Hi HN,
I ported the teaching OS xv6-riscv to HiFive Unmatched and got it running on real hardware, including passing usertests.
I've been self-studying OS internals using the MIT 6.1810 materials. After finishing most of the labs, I was eager to see what it's like to run the OS on bare metal, rather than QEMU.
The Unmatched may not have the latest RISC-V features, but it's well-documented, and the Rev B release has made it more affordable, which makes it a good learning platform.
The porting process involved several interesting challenges:
- Hardware Quirks: Handling things like enabling A/D bits in PTEs (the hardware doesn't set them automatically, causing page faults), proper handling of interrupts, and instruction cache synchronization.
- Boot Flow: xv6 expects M-mode on startup, but standard RISC-V boot flows (typically via OpenSBI) jump to S-mode. To bridge this gap, I created a minimal U-Boot FIT image that contains only the xv6 kernel.
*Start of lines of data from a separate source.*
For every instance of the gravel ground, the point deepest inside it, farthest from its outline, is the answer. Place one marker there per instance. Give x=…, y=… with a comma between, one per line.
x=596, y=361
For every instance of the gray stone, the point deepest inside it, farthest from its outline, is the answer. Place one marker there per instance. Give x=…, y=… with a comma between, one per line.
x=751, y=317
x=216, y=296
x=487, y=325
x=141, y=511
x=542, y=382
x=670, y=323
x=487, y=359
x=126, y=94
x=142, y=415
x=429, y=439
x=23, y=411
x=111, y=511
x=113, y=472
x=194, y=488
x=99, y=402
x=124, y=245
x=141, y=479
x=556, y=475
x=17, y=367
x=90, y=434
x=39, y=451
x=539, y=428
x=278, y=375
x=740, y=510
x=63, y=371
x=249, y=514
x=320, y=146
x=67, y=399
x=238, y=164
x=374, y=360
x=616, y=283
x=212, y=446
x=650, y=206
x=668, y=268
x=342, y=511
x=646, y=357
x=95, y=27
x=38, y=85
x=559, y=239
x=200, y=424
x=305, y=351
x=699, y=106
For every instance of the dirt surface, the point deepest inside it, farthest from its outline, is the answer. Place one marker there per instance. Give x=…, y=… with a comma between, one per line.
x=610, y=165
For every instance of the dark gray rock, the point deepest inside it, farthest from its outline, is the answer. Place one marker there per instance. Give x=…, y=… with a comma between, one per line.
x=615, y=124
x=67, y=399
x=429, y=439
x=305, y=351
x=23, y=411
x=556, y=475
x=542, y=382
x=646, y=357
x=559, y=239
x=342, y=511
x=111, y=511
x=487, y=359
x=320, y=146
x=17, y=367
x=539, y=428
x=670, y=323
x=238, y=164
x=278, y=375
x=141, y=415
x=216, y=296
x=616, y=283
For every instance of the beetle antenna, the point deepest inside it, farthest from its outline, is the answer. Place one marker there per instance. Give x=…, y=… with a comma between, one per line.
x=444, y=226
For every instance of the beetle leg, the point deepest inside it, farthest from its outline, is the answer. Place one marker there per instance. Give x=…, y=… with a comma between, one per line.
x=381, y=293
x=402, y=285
This way, U-Boot SPL handles the complex CPU/DDR initialization, then hands control to xv6 in M-mode (skipping OpenSBI).
- Drivers: Ported an SPI SD card driver, replacing the virtio disk driver.
I wrote up implementation notes here: https://github.com/eyengin/xv6-riscv-unmatched/blob/unmatche...
Hopefully, this is useful for others who are learning OS internals and want to try running their code on real RISC-V hardware.